Apollo 11's 50th anniversary events run July 16-24, including daily tram tours of the Johnson Space Center and Mission Control, Apollo 11 mission briefings, and Apollo 11 pop-up labs; Special lunches with Apollo flight controllers: noon on Tue., July 16, and Wed., July 24, and with children of Apollo astronauts and flight controllers, Thu., July 18; Space on Screen with Dinner: Armstrong – presentation of the new documentary profiling Neil Armstrong with flight director Gene Kranz in attendance, Fri., July 19; Apollo 11 50th Live at Space Center Houston – full-day celebration with panel presentations about the Apollo 11 mission, booksignings, and an outdoor evening concert with a timed countdown to the moment when Neil Armstrong first stepped onto the lunar surface, Sat., July 20; Apollo 11 Mission Splashdown Party with a Sixties theme and live music, Wed., July 24. "Apollo Art: 50-Year Retrospective" features more than 30 works from the collections of NASA and contributions from other current artists. Through Nov. 3.

Museum of Fine Arts, Houston
Audrey Jones Beck Building, 5601 Main, Houston, July 20-Sept. 2. www.mfah.org.
"Shooting the Moon: Photographs From the Museum's Collection 50 Years After Apollo 11" Photography exhibition that includes documentary images from NASA missions; Ansel Adams' Moonrise, Hernandez, New Mexico; Garry Wino­grand's Apollo 11 Moon Launch, Cape Kennedy, Florida; the re-creation by Cortis & Sonderegger of Buzz Aldrin's first footprint on the moon; and more.

Houston Museum of Natural Science
5555 Hermann Park, Houston. www.hmns.org.
The Museum of the Moon by Luke Jerram; Burke Baker Planetarium features programs such as "To Defy Gravity" and "Dark Side of the Moon."

FORT DAVIS

McDonald Observatory
3640 Dark Sky Dr., Ft.

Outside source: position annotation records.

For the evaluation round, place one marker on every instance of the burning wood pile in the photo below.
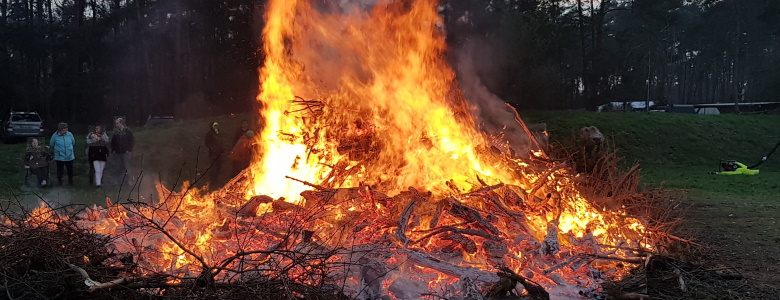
(382, 187)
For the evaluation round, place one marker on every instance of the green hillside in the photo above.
(680, 149)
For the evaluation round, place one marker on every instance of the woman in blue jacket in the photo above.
(63, 143)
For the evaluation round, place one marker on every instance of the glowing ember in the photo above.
(386, 179)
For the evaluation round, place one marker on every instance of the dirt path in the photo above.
(743, 235)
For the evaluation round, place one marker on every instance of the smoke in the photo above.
(493, 116)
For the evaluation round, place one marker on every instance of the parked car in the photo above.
(22, 125)
(152, 121)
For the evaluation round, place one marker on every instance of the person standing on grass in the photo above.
(216, 146)
(122, 143)
(37, 161)
(241, 131)
(242, 152)
(98, 152)
(63, 143)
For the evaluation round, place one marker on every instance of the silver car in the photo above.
(22, 125)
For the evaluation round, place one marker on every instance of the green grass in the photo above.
(679, 150)
(170, 154)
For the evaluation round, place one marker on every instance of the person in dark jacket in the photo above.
(216, 146)
(242, 152)
(97, 153)
(63, 143)
(122, 143)
(37, 159)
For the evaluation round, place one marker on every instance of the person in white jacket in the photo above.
(97, 153)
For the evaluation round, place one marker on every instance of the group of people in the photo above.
(240, 154)
(62, 143)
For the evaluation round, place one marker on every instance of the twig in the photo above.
(316, 186)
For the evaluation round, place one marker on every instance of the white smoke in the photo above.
(493, 115)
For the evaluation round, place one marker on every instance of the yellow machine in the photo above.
(732, 167)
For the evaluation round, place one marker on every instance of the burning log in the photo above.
(470, 291)
(249, 209)
(550, 246)
(403, 222)
(450, 269)
(459, 231)
(465, 243)
(508, 282)
(467, 214)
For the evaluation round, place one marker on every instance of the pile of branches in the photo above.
(46, 254)
(667, 278)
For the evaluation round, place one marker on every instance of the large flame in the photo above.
(360, 103)
(379, 80)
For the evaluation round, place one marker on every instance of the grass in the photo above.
(737, 215)
(170, 154)
(679, 150)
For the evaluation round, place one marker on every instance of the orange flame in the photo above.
(380, 77)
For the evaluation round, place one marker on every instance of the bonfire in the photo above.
(373, 178)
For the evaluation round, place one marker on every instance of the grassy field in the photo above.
(735, 216)
(171, 154)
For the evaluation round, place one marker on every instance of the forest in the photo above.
(84, 61)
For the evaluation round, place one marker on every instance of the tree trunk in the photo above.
(146, 94)
(583, 53)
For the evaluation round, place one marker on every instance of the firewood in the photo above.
(465, 243)
(535, 290)
(249, 209)
(316, 186)
(470, 291)
(403, 222)
(450, 269)
(495, 249)
(463, 231)
(437, 214)
(467, 214)
(550, 245)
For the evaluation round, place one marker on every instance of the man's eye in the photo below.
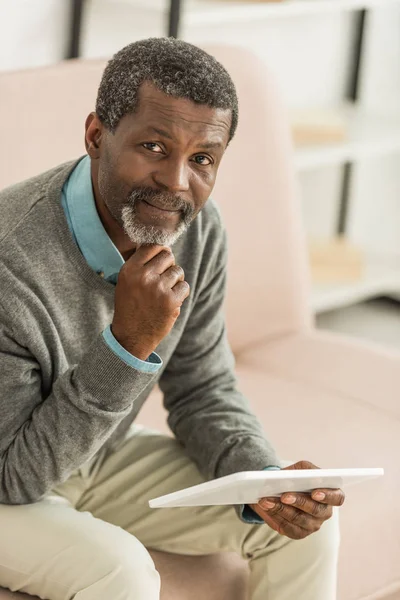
(152, 146)
(203, 160)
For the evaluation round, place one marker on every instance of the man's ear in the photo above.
(93, 135)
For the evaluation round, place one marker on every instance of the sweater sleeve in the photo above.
(207, 412)
(43, 440)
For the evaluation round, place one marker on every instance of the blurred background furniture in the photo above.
(336, 58)
(320, 396)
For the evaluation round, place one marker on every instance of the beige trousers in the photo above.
(87, 540)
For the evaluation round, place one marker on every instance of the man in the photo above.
(113, 278)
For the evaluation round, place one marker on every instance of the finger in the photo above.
(281, 525)
(329, 496)
(302, 464)
(172, 275)
(291, 514)
(161, 262)
(146, 252)
(181, 290)
(305, 503)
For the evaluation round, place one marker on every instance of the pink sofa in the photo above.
(321, 397)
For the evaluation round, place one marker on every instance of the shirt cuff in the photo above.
(151, 365)
(247, 513)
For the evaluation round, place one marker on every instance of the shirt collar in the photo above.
(93, 241)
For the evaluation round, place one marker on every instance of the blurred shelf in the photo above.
(210, 12)
(378, 280)
(368, 136)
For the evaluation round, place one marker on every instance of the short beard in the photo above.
(149, 234)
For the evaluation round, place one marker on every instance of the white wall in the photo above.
(310, 56)
(32, 32)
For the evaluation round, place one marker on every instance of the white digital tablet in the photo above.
(248, 487)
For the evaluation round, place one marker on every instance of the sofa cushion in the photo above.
(190, 578)
(332, 430)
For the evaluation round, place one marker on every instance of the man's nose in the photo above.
(172, 175)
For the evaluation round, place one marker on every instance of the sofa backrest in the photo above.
(268, 285)
(43, 112)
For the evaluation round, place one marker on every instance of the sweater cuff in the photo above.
(151, 365)
(246, 513)
(107, 382)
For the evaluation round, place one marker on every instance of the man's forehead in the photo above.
(157, 109)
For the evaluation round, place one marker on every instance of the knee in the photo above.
(124, 570)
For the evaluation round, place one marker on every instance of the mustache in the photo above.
(162, 199)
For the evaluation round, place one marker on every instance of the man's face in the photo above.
(156, 172)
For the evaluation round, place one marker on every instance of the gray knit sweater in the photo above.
(64, 393)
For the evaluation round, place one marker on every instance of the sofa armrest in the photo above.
(362, 371)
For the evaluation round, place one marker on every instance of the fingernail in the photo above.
(266, 504)
(319, 496)
(289, 499)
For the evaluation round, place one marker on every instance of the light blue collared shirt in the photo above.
(100, 253)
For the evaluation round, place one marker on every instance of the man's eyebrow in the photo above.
(162, 132)
(202, 145)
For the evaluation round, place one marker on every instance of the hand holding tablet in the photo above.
(248, 487)
(295, 501)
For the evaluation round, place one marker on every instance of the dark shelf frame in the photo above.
(173, 28)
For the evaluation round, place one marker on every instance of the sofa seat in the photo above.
(308, 422)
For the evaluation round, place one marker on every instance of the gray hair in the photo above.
(175, 67)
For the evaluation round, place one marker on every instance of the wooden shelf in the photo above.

Davis. mcdonaldobservatory.org.
Earth's Companion; The Moon Program using interactive demonstrations, video, and high-resolution images to explore moon phases, eclipses, and lunar surface features.
Twilight programs at 8:15pm on Fri.-Sat., May 17-18, June 7-8; June 15-16; July 12-13; Aug. 9-10, with additional programs on Tuesdays, May 21, June 11, July 9, July 16, Aug. 6, and Aug. 13, and one on Sat., July 5.

AROUND

Apollo 11: First Steps Edition Houston Museum of Natural Science, now showing through Sept. 2; Fort Worth Museum of Science and History, now showing through Aug. 16; Perot Museum of Nature and Science, May 24-Aug. 30.